Textile mills are facing a rapid surge in production costs. In April 2026, cotton prices rose both domestically and internationally, while polyester staple fiber prices also climbed, directly pushing up raw material costs for spinning and weaving. The continuous decline in processing margins signals that textile enterprises are caught in a 'rising revenue but falling profit' dilemma, with cost pressures accelerating downstream to fabric and apparel segments.
Supply-Demand Gap Drives Cotton Price Rally
The core driver of this rally is the tightening supply outlook. Data from the International Cotton Advisory Committee shows that global cotton production for 2025/26 is expected to decline year-on-year, while consumption will increase, shifting the supply-demand balance from loose to tight. This trend intensified in April, with adverse weather in key producing regions fueling market concerns about actual output, drawing speculative capital and pushing futures and spot prices higher in tandem.
For textile mills, this means raw material procurement costs are locked in at elevated levels. Since both cotton and chemical fiber prices are rising simultaneously, mills cannot effectively hedge by switching feedstock varieties—cost pressure is comprehensive.
Chemical Fiber and Cotton Move in Sync
Notably, polyester staple fiber prices have kept pace with cotton during this rally. This is not coincidental—when cotton supply tightens and prices rise, downstream spinning mills increase demand for substitute chemical fibers, driving up their prices. However, chemical fibers themselves face cost support from upstream petrochemical feedstocks like PTA and ethylene glycol, making their price floor firm.
This means textile enterprises face not just a single raw material price hike but an overall upward shift in the cost base. For mills producing pure cotton or cotton-blend products, where raw material costs typically account for 60-70% of total costs, profit margins are being squeezed significantly. The consecutive decline in processing margins reflects this reality.

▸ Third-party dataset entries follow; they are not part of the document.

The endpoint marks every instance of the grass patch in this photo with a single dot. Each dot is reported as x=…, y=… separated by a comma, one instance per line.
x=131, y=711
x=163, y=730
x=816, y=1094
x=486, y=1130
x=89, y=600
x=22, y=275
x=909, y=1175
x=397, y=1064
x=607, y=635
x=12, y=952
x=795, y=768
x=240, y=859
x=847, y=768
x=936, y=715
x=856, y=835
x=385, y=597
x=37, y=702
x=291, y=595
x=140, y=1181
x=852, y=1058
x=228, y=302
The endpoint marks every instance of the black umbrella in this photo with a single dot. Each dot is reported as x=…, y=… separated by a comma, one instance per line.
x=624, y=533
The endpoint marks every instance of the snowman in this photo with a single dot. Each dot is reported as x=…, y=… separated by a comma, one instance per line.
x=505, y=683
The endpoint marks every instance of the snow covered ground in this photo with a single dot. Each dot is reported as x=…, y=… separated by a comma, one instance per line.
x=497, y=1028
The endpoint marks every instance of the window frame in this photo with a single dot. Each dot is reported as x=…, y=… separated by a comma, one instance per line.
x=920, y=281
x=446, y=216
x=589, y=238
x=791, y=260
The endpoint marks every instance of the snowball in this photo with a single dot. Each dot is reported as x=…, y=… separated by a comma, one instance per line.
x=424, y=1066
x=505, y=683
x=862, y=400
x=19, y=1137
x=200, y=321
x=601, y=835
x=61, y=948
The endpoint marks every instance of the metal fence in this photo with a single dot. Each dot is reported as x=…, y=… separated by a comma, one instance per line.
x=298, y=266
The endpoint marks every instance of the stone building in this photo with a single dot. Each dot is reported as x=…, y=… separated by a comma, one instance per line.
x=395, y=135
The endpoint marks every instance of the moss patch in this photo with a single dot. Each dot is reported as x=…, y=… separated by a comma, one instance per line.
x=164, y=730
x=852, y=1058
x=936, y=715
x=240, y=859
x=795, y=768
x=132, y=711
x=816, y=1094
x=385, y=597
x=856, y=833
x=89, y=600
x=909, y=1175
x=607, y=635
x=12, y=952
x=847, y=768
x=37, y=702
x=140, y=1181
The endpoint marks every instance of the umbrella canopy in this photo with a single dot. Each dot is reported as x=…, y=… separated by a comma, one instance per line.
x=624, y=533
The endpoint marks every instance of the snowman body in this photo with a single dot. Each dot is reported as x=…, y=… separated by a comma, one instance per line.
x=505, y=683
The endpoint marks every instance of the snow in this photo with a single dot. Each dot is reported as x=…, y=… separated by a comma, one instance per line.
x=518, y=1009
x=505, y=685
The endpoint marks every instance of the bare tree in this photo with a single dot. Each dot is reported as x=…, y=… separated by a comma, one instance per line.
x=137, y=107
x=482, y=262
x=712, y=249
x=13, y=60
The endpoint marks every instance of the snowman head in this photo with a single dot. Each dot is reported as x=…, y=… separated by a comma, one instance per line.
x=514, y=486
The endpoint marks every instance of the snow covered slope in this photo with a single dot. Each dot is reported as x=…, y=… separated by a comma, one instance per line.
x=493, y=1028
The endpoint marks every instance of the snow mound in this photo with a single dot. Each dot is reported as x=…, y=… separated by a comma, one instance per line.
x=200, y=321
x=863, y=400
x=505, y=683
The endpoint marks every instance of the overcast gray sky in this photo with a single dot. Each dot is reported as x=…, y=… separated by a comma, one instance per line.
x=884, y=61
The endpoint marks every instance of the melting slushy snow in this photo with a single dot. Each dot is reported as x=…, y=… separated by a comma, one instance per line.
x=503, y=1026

Industrial Cluster Response: Pressure on Orders and Pricing
Feedback from major textile clusters indicates that raw material price hikes have begun affecting order placement. Some small and medium-sized spinning mills are reducing operating rates to manage inventory risk, while weaving mills are becoming more cautious in taking new orders, preferring shorter delivery times and more frequent price quotations to cope with raw material volatility. Fabric buyers are seeing their bargaining power shrink, with some orders delayed or put on hold.
Cost pressure does not pass downstream in one step. Brands and retailers are generally cautious about raising final product prices, meaning intermediate players—fabric mills and garment contract manufacturers—will bear greater profit pressure. If cotton prices remain elevated into the third quarter, order quotations for autumn/winter fabrics will face systemic upward adjustments.